Get output of multiple pattern match from first field to a file

rveri · January 26, 2017, 12:27pm

Hi All,
Greetings!

I have a file of 40000+ lines with different entries, I need matching entries filterd out to their files based on first filed pattern for the matching :

For example:
All server1 entries (in field1) to come together with its path in 2nd field.

The best output I want to have it should generate filename for each:
Say server1.out file: which would be having "first field" and "second filed" of server1.
And so on for all the serverX .

datafile.txt  : 

server1	/usr/file1
server1 /usr/fileA
server2 /usr1/fileB
server2	/usr2/fileca
server3 /usr/DB/fileA
server3 /usr1/fileA
serverA /usr1/data1
server1 /usr3/data2
server2 /usr2/data2
server2 /path1/data2
serverA /pathb/data3

Desired output to be with each filename :


server1.out
server1	/usr/file1
server1 /usr/fileA
server1 /usr3/data2

File: server2.out 

server2 /usr1/fileB
server2 /usr2/filec
server2 /usr2/data2

File: server3.out 
server3 /usr/DB/fileA
server3 /usr1/fileA

File: serverA.out
serverA /usr1/data1
serverA /pathb/data3

Thanks ..

Scrutinizer · January 26, 2017, 12:43pm

Try:

sort -k1,1 -k2 datafile.txt | awk '$1!=s{s=$1; close(f); f=s ".out"} {print>f}'

MadeInGermany · January 26, 2017, 12:59pm

#!/bin/sh
pserver=""
while read server path
do
  if [ "$server" != "$pserver" ]; then
    exec 3>>"$server".out
    pserver=$server
  fi
  echo "$server $path" >&3
done < datafile.txt

If the input file is sorted, it can become more efficient

#!/bin/sh
pserver=""
sort -k1,1 datafile.txt |
while read server path
do
  if [ "$server" != "$pserver" ]; then
    exec 3>"$server".out
    pserver=$server
  fi
  echo "$server $path" >&3
done < datafile.txt

rveri · January 27, 2017, 1:41am

Thank you both,
I checked the code from Scrutinizer , worked great ...
MadeInGermany also worked great ...

Both the code hard to understand .. but looks like same flow they are using , with Aws and shell..

Appreciate if you both give some explanation , how merging the lines based on first field if you get a chance ,..
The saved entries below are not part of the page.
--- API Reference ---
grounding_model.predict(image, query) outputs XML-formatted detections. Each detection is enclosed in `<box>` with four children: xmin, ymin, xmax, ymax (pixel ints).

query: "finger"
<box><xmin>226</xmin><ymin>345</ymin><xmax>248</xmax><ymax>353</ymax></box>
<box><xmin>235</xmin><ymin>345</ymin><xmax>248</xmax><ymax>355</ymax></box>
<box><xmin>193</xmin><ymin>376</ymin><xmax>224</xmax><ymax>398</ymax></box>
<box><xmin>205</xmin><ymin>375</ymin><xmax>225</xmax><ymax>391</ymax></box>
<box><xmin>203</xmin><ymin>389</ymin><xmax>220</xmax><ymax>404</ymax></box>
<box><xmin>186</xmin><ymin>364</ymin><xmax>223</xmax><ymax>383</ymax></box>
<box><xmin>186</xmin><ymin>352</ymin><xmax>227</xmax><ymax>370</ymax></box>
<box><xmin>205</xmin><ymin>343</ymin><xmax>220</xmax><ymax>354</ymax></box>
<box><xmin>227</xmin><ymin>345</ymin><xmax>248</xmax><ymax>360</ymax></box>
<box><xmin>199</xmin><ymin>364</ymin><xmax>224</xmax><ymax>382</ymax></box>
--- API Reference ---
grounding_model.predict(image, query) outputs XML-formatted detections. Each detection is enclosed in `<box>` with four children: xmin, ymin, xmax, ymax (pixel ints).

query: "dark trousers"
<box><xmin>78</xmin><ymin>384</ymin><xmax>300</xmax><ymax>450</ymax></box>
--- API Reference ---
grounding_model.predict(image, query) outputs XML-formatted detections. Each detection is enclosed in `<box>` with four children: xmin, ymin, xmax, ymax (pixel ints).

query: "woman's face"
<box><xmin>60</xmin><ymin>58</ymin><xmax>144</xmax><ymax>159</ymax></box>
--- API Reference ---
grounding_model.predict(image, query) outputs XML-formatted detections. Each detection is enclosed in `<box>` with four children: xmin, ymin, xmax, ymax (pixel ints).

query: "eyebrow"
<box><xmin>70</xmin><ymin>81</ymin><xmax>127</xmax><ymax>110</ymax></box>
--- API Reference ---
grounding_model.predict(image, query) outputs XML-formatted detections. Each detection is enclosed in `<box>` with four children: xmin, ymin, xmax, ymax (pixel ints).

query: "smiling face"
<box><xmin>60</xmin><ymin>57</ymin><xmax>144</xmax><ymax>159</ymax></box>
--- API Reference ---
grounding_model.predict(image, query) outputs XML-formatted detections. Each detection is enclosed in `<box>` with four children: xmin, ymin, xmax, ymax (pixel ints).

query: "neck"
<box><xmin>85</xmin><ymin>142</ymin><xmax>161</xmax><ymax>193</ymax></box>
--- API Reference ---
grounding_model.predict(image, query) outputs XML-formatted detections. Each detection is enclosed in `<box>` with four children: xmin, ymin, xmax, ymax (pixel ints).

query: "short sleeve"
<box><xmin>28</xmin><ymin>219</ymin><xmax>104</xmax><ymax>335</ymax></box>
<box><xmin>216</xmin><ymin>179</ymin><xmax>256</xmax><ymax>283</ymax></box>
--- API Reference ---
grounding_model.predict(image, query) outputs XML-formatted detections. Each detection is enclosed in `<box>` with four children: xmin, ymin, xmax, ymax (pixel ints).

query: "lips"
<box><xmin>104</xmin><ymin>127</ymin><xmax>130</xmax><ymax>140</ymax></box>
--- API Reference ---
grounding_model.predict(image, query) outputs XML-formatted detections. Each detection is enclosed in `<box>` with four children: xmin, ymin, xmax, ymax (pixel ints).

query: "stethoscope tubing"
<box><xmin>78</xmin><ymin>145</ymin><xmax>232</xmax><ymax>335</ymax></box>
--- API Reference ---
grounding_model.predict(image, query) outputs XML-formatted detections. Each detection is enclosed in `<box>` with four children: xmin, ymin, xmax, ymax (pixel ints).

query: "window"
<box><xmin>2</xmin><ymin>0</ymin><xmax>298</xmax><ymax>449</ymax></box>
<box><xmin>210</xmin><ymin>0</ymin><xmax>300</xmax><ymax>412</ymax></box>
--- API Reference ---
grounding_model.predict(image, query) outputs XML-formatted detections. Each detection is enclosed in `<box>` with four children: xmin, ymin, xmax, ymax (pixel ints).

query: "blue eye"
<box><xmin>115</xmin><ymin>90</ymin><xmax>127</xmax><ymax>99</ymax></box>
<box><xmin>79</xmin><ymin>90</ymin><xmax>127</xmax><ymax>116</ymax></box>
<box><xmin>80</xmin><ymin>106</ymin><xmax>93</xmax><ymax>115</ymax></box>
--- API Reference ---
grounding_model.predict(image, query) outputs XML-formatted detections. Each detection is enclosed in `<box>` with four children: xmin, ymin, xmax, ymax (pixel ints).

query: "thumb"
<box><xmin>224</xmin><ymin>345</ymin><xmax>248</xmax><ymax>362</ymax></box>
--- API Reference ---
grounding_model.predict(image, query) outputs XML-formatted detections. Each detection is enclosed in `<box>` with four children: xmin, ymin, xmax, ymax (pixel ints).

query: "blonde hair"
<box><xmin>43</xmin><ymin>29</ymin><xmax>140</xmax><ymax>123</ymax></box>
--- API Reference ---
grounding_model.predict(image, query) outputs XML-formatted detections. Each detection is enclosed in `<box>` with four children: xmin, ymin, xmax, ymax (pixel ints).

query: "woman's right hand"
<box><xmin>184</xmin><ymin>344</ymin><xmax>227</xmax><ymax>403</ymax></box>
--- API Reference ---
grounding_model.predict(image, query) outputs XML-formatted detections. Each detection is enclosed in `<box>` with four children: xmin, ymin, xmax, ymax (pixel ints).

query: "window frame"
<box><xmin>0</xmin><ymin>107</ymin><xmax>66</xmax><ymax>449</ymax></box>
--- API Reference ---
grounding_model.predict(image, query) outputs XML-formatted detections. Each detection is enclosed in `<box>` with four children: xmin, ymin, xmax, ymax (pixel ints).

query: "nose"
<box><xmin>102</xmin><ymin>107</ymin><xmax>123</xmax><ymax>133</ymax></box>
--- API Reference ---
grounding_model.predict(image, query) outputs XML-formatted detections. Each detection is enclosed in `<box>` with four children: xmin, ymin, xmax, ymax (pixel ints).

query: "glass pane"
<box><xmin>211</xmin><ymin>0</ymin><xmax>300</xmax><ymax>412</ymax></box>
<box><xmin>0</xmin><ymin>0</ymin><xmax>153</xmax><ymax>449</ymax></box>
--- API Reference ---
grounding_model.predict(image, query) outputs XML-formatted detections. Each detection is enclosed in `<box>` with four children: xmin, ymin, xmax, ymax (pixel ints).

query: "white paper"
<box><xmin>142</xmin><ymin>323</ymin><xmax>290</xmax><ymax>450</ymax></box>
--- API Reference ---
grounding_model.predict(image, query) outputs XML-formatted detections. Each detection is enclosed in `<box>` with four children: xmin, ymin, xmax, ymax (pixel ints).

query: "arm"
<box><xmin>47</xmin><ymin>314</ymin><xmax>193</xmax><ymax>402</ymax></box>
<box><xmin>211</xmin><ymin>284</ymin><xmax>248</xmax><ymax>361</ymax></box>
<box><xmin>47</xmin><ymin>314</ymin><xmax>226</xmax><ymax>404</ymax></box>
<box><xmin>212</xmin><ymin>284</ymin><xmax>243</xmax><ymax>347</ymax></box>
Great code , thanks again .....

MadeInGermany · January 27, 2017, 12:26pm

My second sample
works the same as Scrutinizer's sample:
sort the file on the 1st field and pipe the result to awk or a while loop. The awk automatically loops over each input line, so the code only handles the per-line action.
Detailed description follows.
In shell the while loop reads line by line; the 1st field goes to $server variable, the rest to $path variable.
If $server is different from $pserver (true in line 1), it creates a new file "$server.out" with a descriptor 3, and $server is saved in $pserver. Then the "$server $path" is written to the descriptor 3.
If $server is unchanged (equal to $pserver) it writes further "$server $path" to the descriptor 3.
If $server is different from $pserver again, it creates a new file, again using the descriptor 3 that automatically closes the old file.
In contrast, the awk code needs an explicit close(), does not show the file descriptor, and creates the file automatically with the first write.
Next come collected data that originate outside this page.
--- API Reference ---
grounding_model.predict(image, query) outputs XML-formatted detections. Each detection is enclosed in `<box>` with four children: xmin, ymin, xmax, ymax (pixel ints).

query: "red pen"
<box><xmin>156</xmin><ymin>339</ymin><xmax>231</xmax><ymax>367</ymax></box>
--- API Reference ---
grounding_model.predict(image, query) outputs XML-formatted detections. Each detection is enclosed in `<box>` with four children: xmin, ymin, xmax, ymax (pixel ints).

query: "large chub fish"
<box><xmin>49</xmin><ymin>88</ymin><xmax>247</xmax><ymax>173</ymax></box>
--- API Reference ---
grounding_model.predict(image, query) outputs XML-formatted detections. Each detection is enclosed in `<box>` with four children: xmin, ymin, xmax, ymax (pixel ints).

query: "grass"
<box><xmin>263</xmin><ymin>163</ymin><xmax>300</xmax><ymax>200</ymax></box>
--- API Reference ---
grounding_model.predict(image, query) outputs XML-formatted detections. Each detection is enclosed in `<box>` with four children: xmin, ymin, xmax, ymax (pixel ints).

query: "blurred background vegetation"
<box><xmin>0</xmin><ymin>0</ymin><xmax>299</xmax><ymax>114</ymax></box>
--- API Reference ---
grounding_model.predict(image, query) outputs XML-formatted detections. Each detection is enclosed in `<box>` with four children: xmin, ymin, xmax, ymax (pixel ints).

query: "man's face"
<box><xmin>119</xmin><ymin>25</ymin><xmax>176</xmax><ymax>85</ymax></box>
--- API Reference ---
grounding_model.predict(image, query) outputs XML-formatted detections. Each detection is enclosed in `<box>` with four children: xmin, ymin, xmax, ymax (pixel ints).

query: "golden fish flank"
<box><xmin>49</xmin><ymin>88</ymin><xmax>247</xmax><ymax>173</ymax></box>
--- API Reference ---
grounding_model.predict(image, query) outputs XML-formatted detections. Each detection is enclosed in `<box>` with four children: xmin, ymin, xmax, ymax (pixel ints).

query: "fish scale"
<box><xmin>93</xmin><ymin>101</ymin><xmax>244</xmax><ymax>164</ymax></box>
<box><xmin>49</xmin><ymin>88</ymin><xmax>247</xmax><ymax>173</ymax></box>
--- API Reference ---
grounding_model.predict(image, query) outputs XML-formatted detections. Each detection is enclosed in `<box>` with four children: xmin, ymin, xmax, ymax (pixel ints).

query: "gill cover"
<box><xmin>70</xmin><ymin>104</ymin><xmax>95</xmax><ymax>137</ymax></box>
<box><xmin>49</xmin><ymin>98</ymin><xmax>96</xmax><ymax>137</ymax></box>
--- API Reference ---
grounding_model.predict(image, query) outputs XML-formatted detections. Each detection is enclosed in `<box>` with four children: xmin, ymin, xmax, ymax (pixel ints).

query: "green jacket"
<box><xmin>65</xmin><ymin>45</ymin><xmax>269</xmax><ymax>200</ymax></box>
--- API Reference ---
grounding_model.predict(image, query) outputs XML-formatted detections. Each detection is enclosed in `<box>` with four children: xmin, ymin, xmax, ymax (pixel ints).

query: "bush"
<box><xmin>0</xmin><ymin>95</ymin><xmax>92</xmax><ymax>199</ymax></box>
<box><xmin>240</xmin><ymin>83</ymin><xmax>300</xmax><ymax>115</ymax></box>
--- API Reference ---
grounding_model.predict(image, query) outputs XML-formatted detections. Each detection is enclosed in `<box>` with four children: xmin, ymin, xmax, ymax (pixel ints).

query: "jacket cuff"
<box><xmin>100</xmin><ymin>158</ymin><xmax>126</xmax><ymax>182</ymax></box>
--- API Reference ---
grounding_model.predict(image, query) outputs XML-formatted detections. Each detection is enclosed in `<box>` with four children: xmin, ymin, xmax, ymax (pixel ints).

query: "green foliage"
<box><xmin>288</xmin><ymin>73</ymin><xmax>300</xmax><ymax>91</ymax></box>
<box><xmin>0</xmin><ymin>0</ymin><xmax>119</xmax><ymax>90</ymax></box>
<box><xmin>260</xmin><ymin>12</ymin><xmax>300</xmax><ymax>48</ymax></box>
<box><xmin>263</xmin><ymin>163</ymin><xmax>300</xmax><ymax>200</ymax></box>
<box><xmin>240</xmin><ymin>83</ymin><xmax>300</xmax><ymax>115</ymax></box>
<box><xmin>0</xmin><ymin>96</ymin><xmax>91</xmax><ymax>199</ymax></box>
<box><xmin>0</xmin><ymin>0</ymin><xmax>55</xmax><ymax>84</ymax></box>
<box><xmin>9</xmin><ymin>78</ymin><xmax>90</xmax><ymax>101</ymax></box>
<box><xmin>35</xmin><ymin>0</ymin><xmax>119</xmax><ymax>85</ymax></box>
rveri · January 31, 2017, 6:31pm

Thanks MadeInGermany,
It worked for a small line of code, when I executed against the 44000 lines , it did not do what it was intended to do, both the script awk and shell version, only had 1 line in the output files. not sure what happened.

Then I used shell array and grep to get the desired out put files , and working ,
Below is the code I made with grep ,

F=datafile.txt
cat $F | grep "^[a-z]" |awk '{print $1}' | sort | uniq -c| sort -rnk1 > hostlist
H=hostlist  #number of uniqe host filterd out in the file. 
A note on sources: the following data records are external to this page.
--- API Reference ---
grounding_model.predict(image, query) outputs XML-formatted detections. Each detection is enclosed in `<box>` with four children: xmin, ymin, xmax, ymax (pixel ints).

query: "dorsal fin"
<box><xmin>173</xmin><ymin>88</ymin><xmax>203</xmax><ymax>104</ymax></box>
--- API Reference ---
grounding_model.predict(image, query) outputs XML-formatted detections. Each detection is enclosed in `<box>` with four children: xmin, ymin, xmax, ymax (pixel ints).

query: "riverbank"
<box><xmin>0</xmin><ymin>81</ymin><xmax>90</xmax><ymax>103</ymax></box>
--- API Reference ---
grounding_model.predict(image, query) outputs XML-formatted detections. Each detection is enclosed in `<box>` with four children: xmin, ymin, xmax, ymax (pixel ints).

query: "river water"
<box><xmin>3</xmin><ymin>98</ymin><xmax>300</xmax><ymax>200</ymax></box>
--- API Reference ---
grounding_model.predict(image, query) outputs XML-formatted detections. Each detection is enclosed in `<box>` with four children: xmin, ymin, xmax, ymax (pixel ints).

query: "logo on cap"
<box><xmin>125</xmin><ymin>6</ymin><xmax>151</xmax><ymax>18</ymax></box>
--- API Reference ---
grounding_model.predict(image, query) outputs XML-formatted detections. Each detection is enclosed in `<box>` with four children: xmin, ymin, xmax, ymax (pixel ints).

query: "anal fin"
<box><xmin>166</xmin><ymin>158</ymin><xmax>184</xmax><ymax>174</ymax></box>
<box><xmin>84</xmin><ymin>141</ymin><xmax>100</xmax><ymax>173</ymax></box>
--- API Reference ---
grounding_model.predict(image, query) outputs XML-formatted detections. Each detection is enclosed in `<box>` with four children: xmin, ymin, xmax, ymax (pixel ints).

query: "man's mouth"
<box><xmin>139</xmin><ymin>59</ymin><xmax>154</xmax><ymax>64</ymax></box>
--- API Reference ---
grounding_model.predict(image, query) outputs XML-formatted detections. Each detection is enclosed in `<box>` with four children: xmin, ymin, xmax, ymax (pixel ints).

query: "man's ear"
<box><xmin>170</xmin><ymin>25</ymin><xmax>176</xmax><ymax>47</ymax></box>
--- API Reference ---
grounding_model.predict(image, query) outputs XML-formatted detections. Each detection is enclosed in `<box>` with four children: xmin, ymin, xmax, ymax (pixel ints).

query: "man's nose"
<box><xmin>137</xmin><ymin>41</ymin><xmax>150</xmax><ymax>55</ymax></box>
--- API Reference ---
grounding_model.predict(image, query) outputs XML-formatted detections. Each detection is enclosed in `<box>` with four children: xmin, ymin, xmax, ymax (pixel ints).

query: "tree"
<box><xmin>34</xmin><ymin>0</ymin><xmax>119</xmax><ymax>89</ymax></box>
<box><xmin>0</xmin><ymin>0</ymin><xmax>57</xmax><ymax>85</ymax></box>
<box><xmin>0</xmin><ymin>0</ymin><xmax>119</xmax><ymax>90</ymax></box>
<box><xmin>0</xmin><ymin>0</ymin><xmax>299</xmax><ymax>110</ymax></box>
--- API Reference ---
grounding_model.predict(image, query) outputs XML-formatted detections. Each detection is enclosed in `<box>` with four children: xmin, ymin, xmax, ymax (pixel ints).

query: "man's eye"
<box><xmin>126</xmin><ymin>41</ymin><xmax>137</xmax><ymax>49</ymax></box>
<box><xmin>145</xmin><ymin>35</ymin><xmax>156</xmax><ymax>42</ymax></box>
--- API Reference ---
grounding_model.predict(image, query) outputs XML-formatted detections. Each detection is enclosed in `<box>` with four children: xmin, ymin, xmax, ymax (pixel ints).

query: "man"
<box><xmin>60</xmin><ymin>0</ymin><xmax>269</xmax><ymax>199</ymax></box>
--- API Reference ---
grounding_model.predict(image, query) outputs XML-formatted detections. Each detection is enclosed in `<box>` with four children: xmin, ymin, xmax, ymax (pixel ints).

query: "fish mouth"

#Stored each unique host names in array AA ..
typeset -i i=0 k=0 ; for j in `cat $H`; do  AA[$i]=$j ;  i=`expr $i + 1`  ; done

     ## AC=ArrayCount /Iteration needed
      AC=$(echo ${#AA[@]} ) 
...


    #AH :ArrayHost Name     #AHF: ArrayHostFile desired output filename.
    while [[ ${k} -le ${AC} ]]
    do
     
      AH=${AA[${k}]} ; AHF=${AH}.out
      grep ${AH} $F > ${AHF} ; ls -l ${AHF}    
      k=`expr $k + 1`
    done
...

It generated around 200 individual files from the big datafile . Again Many Thanks.. to both, It was kind of stuck when I started with this.., thanks..

MadeInGermany · February 1, 2017, 3:58am

Please get rid of the old style call of the expr program

i=`expr $i + 1`
k=`expr $i + 1`

And use the shell-builtins instead

i=$((i+1))
k=$((k+1))

or

((i+=1))
((k+=1))

And please avoid useless cat, and here you can even avoid grep

awk '/^[a-z]/ {print $1}' $F | sort ...

RudiC · February 1, 2017, 4:26am

In fact, the entire, long pipe

cat $F | grep "^[a-z]" |awk '{print $1}' | sort | uniq -c| sort -rnk1

could be replaced by

awk '/^[a-z]/ {C[$1]++} END {for (c in C) print C[c], c}' $F | sort -nr

rveri · February 1, 2017, 10:43am

noted..good points thanks.. I thought it would not work in ksh , I had an impression that "expr" and "let" are the only way to do the math operation in ksh. Thanks for the improved codes .

i=(($i+1))

, it works
Thank You .. MadeInGermany

Corona688 · February 1, 2017, 10:46am

ksh introduced a lot of the more advanced syntax afaik... But many primitive versions of ksh continue to be distributed, which makes it a mixed bag.